Discussion
The field of phylogenomics relies on a broad range of efficient software for many operations in a typical workflow (e.g., raw read assembly, tree inference), but other aspects of standard analysis pipelines are neglected. We developed SEGUL to fill a need for software that can manipulate alignment files and calculate summary statistics in a manner suitable for computational experts and novices alike. SEGUL offers consistently fast operations, low memory demands, and efficient CPU use across all supported features. The convenient features of SEGUL (e.g., GUI support, safe command line application) offer an easy introduction for beginners with no cost to performance for advanced users.
There is an increasing trend of relaying to containerized applications (i.e., using Docker and Singularity) to solve dependency issues, but this fix makes it harder for computing novices to study phylogenomics. We take a different approach by minimizing dependencies to simplify installation. We add GUI support to further aid evolutionary biologists who prefer the convenience of a GUI, while retaining efficiency and reproducibility. Using GUI version may also be more convenient to perform the tasks on small datasets (e.g., Sanger sequencing datasets), and for introductory teaching situations.
SEGUL support for mobile devices enables a new way to perform phylogenomic data manipulation and summary statistics. Our application facilitates teaching phylogenomics to students who use mobile devices (e.g., tablets) as their primary computers. Many authors publish their alignments (e.g., Jarvis et al., 2014; Oliveros et al., 2019, https://github.com/roblanf/BenchmarkAlignments) and phylogenetic tree estimation can be conducted on the web (DeSalle et al., 2020). Our application allows the entire process from alignment inspection and concatenation to phylogenetic tree estimation to be conducted from a mobile device. Mobile devices are becoming more powerful, with some tablets, such as Apple’s iPad Pro and iPad Air, using the same processors as their laptop and desktop counterparts. Future implementations to exploit mobile device strengths, such as touch input, would enhance the benefits of mobile applications for phylogenomic data manipulations.

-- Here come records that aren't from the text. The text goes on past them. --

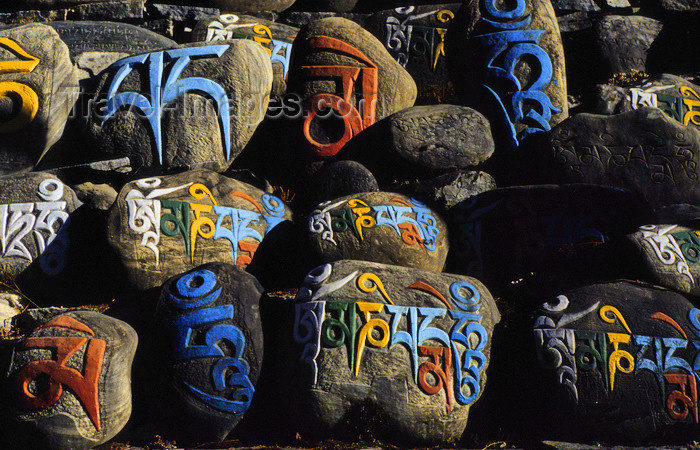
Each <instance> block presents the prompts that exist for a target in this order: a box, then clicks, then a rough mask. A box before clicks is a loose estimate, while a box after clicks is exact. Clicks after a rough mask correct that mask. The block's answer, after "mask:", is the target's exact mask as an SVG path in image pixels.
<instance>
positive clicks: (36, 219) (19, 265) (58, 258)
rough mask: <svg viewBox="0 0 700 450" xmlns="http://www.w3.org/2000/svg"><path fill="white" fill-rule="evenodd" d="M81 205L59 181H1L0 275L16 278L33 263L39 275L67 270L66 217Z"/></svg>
mask: <svg viewBox="0 0 700 450" xmlns="http://www.w3.org/2000/svg"><path fill="white" fill-rule="evenodd" d="M79 204H80V202H79V201H78V199H77V198H76V196H75V193H74V192H73V190H72V189H71V188H70V187H68V186H66V185H64V184H63V183H62V182H61V181H60V180H59V179H58V178H56V177H54V176H51V175H47V174H42V173H28V174H18V175H8V176H4V177H0V224H2V225H3V229H4V231H3V233H2V235H1V236H0V243H1V244H2V246H1V247H0V273H8V274H14V275H18V274H19V273H20V272H21V271H22V270H24V269H26V268H27V267H28V266H29V265H30V264H31V263H32V261H37V262H38V265H39V267H40V269H41V271H42V272H44V273H46V274H52V275H55V274H58V273H60V272H61V271H62V270H63V269H64V268H65V266H66V251H67V250H68V248H69V245H70V241H69V239H68V236H67V232H68V228H69V215H70V214H71V213H72V212H73V211H75V209H76V208H77V207H78V206H79Z"/></svg>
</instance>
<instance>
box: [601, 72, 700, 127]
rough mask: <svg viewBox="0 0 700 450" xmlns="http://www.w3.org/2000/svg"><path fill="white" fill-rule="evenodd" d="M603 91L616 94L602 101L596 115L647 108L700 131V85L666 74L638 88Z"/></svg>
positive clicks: (630, 110)
mask: <svg viewBox="0 0 700 450" xmlns="http://www.w3.org/2000/svg"><path fill="white" fill-rule="evenodd" d="M606 87H607V88H608V89H605V90H603V89H601V93H602V92H609V93H612V92H614V94H611V95H608V96H607V98H609V99H610V101H606V100H607V98H600V99H599V100H598V101H597V103H598V105H597V106H598V108H596V113H599V114H617V113H621V112H629V111H632V110H634V109H639V108H643V107H645V106H648V107H651V108H658V109H660V110H661V111H663V112H665V113H666V114H667V115H668V116H669V117H670V118H672V119H673V120H675V121H676V122H678V123H682V124H683V125H686V126H690V127H693V128H695V129H697V130H700V111H699V110H695V109H694V108H696V107H698V106H700V86H698V85H696V84H693V83H691V82H689V81H688V80H686V79H684V78H681V77H677V76H675V75H670V74H663V75H660V76H658V77H654V78H653V79H651V80H649V81H647V82H645V83H644V84H642V85H637V86H636V87H630V88H622V87H618V86H606Z"/></svg>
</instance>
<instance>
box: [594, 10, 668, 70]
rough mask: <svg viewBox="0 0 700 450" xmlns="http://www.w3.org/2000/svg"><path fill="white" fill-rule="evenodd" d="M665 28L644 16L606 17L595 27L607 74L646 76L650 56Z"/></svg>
mask: <svg viewBox="0 0 700 450" xmlns="http://www.w3.org/2000/svg"><path fill="white" fill-rule="evenodd" d="M662 26H663V24H662V23H661V22H659V21H658V20H654V19H651V18H649V17H642V16H605V17H603V18H601V19H600V20H599V21H598V22H597V23H596V25H595V33H596V36H597V40H596V43H597V45H598V50H599V52H600V54H601V56H602V61H603V62H604V63H605V64H606V65H607V73H608V75H609V76H612V75H613V74H616V73H629V72H632V71H635V70H637V71H640V72H646V62H647V54H648V52H649V48H650V47H651V45H652V43H653V42H654V39H656V37H657V36H658V34H659V32H660V31H661V28H662Z"/></svg>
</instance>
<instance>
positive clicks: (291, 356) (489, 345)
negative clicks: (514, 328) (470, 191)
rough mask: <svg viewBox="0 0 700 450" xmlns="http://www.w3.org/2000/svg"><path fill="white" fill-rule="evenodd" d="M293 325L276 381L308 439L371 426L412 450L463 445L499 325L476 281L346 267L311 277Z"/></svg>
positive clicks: (404, 270) (494, 310) (289, 335)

We achieve a cross-platform, high-performance application by writing our GUI code in Flutter and handling expensive computation in Rust. Our implementation of this approach in the neglected aspects of typical phylogenomic workflows provides proof of concept in the development and scaling of high-performance applications with GUI interaction on desktop and mobile operating systems. Extension of our approach to other aspects of phylogenomic workflows would pave the way for more user-friendly software to study phylogenomics and enable teaching students with limited access to computational power.